René Descartes geometry |
Cartesian coordinates
Algebra had nothing to do with geometry. Geometry had been conducted without numbers using only compass and straightedge, as Plato had taught. Numbers were for craftsmen and businessmen. But Pierre de Fermat showed that an equation could be described as a curve and René Descartes showed that a curve could be described by an equation. The work of Descartes was difficult and incomplete. Translated into Latin and explained, however, it correlated geometry and algebra and enabled the development of calculus.
Analytic geometry
The beauty of x2 + y2 = 1 the unit circle penetrated my befuddled head. How could high school seem so easy when I was barely aware of what I was doing there? The equations for line and circle the elegance of each solution encompassed me.
Handedness
A tribe in the South American rainforest has no word for left or right. Absolute directions are all they use. Instead of reading a page from left to right, they would need to orient the top of the page to the north for example, and read from west to east. The Mayans had one name for both blue and green although they could qualify a color to describe its hue, brightness, saturation, texture, pattern, translucence, wetness, and shape. Neither the Iliad nor the Odyssey use use a word for ‘blue’. Ancient Greeks described the sky as bronze, but wouldn’t the sky for them have been a particular kind of bronze? Are our lives more complicated? More uncertain? Perturbations and chaos have always seemed to intervene when trying to fit the ideal to life’s curves.

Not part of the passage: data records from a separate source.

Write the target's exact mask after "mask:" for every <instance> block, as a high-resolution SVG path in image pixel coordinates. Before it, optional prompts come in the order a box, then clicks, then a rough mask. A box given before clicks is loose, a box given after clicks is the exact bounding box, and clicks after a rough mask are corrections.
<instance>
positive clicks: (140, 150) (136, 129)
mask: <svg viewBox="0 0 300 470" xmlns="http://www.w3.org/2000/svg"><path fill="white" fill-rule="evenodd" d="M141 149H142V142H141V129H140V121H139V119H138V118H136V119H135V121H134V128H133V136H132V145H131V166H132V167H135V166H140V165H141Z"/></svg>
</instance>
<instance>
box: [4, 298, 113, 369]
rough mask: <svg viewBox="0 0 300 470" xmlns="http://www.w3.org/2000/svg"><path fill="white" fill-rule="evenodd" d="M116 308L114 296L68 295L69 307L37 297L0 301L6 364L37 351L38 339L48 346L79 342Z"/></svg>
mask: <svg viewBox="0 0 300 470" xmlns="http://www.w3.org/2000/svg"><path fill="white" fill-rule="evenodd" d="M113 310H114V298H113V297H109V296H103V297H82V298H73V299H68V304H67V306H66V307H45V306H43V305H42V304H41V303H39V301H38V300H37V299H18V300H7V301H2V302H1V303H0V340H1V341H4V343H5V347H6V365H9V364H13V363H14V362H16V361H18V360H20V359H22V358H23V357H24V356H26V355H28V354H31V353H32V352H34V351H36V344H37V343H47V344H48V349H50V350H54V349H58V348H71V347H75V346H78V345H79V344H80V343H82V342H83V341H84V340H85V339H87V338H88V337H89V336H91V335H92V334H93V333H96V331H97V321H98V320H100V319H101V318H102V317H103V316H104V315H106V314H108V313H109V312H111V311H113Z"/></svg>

Cartesian coordinates united geometry and algebra.
Nicole Oresme and Pierre de Fermat independently invented two-dimensional and three-dimensional coordinate systems, but the publication by Descartes in 1637 had a huge influence, including facilitating the development of calculus by Newton and Leibniz. Descartes used only a single axis; commentators including Frans van Schooten added the second perpendicular axis.